Dangerous Dan

3/19/2003


I read so much from the left about multilateralism in the war on Iraq. Of course, the U.S. is being multilateral in its approach. As Colin Powell said, 30 countries are publicly in support of us and another 15 are privately so. It’s still not multilateral enough for the liberals, however. Apparently, war in Iraq is unilateral until absolutely everybody agrees with us. Because of this, I’ve come to the opinion that, for liberals, the end is multilateralism itself. The goal is not to remove Saddam Hussein, it’s merely to make sure everybody is in agreement on his removal. Once the agreeance (that’s for you, Fred Durst!) is reached, everybody can smile and go home happy because of a well-done consensus. Note that no actual action to remove Saddam would be taken… that’s not the goal, agreement is.

Conservatives, by contrast, have a goal and doggedly pursue it. If one approach doesn’t lead to the desired outcome, then another is taken. In the case of Iraq, if France doesn’t support removing Saddam and will veto U.S. efforts in the Security Council, then we will go around France and not use the UN. We can’t afford to have the goal threatened by non-agreement.

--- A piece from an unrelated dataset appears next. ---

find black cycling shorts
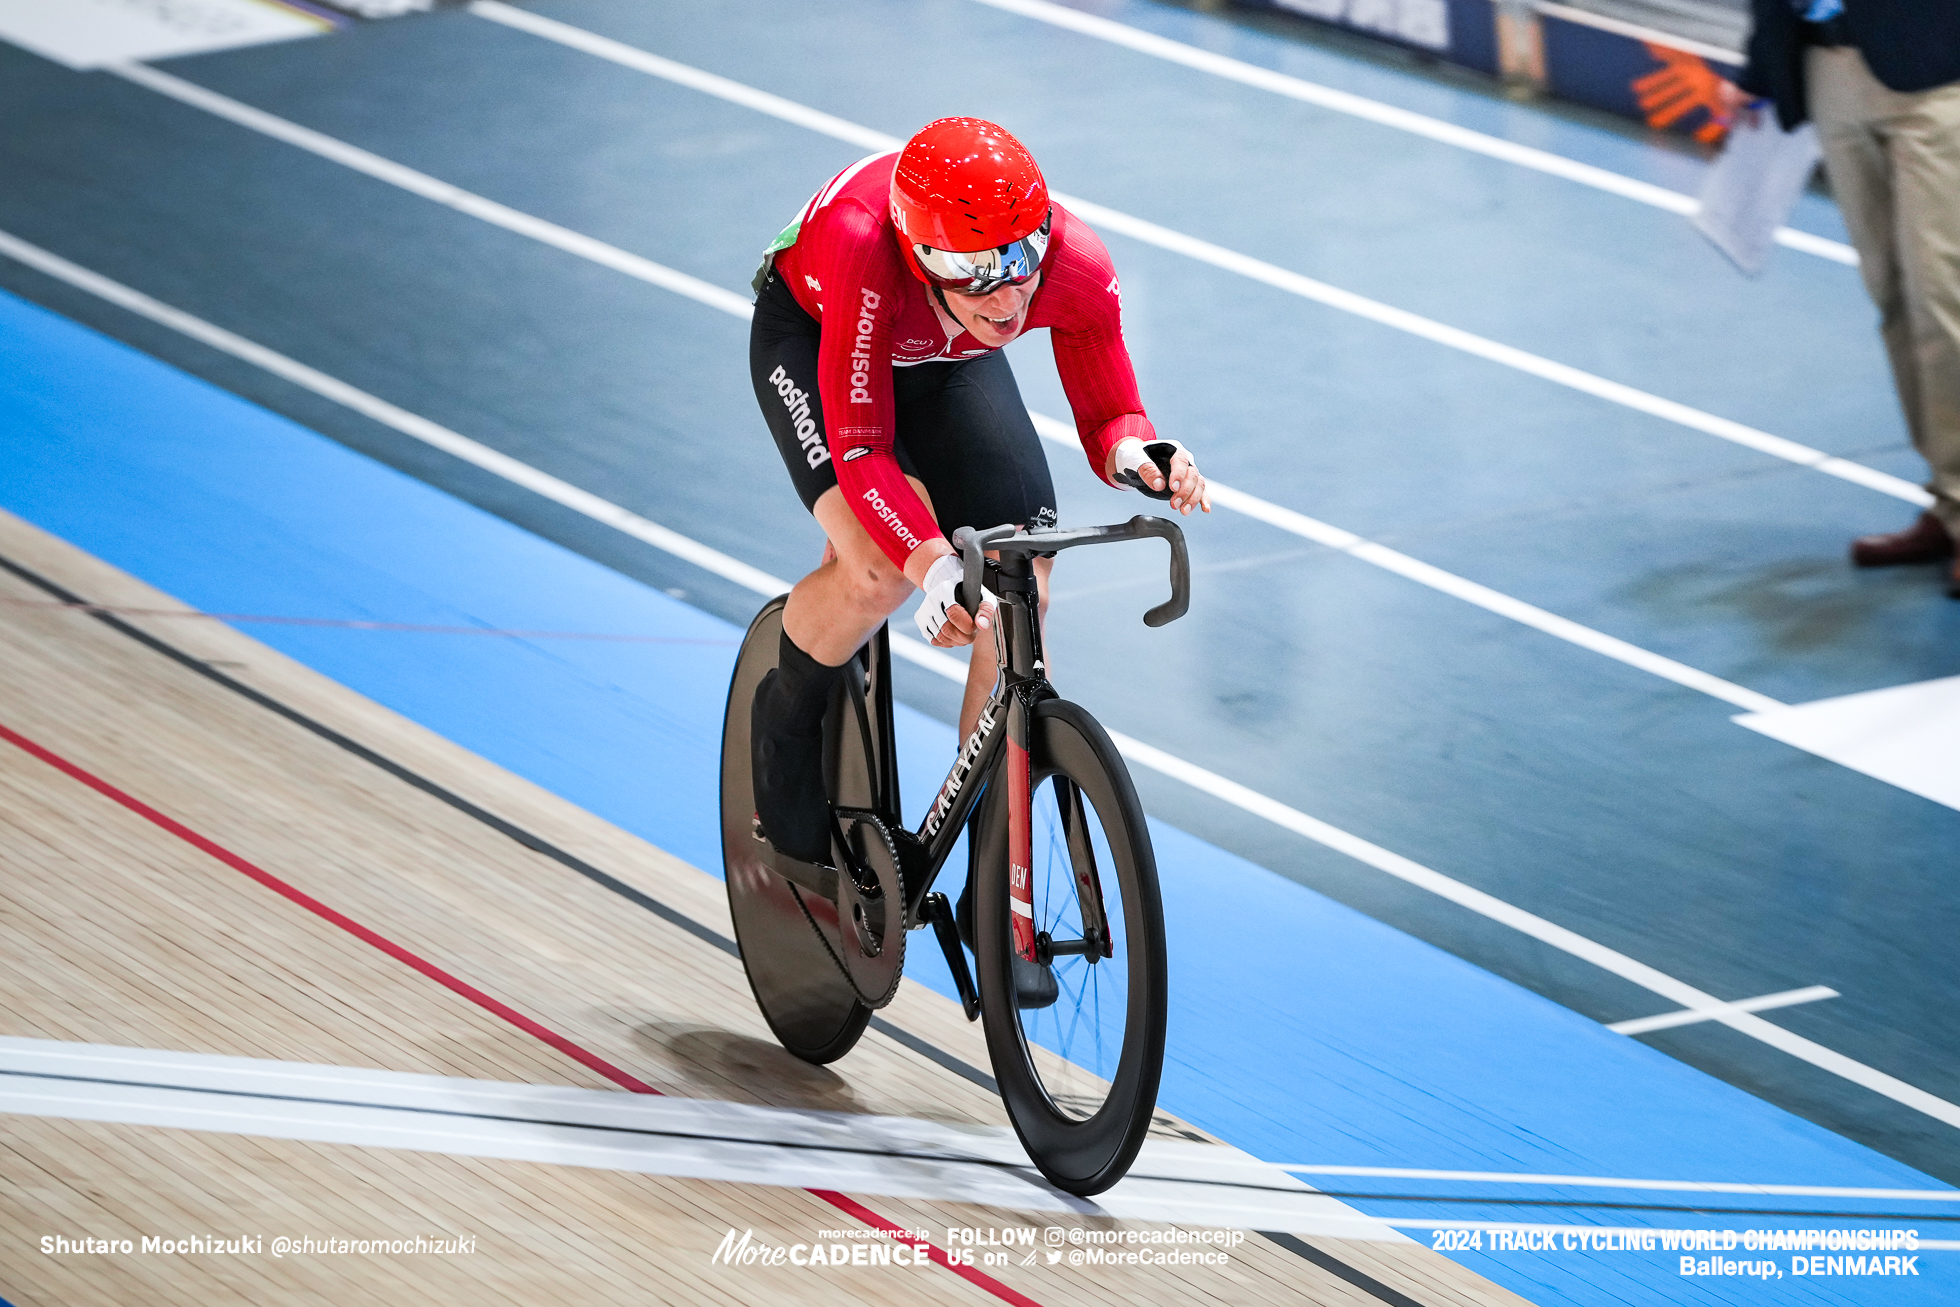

The big problem with the liberal goal of multilateralism is that it essentially removes American self-rule. As an independent state, the U.S. has the right and responsibility to act in its own best interests. If that means attacking Iraq to remove Saddam Hussein, then that is what it must do. If America doesn’t act in its own best interests because it does not have a world consensus, you have ceded control of the country. In Iraq’s case, you have ceded control to France and Germany. Since they do not agree with action, you allow America to act in the interests of those countries which run counter to those of the U.S. Multilateralism essentially turns into French unilateralism. This is absurd and is one of the worst methods of governance.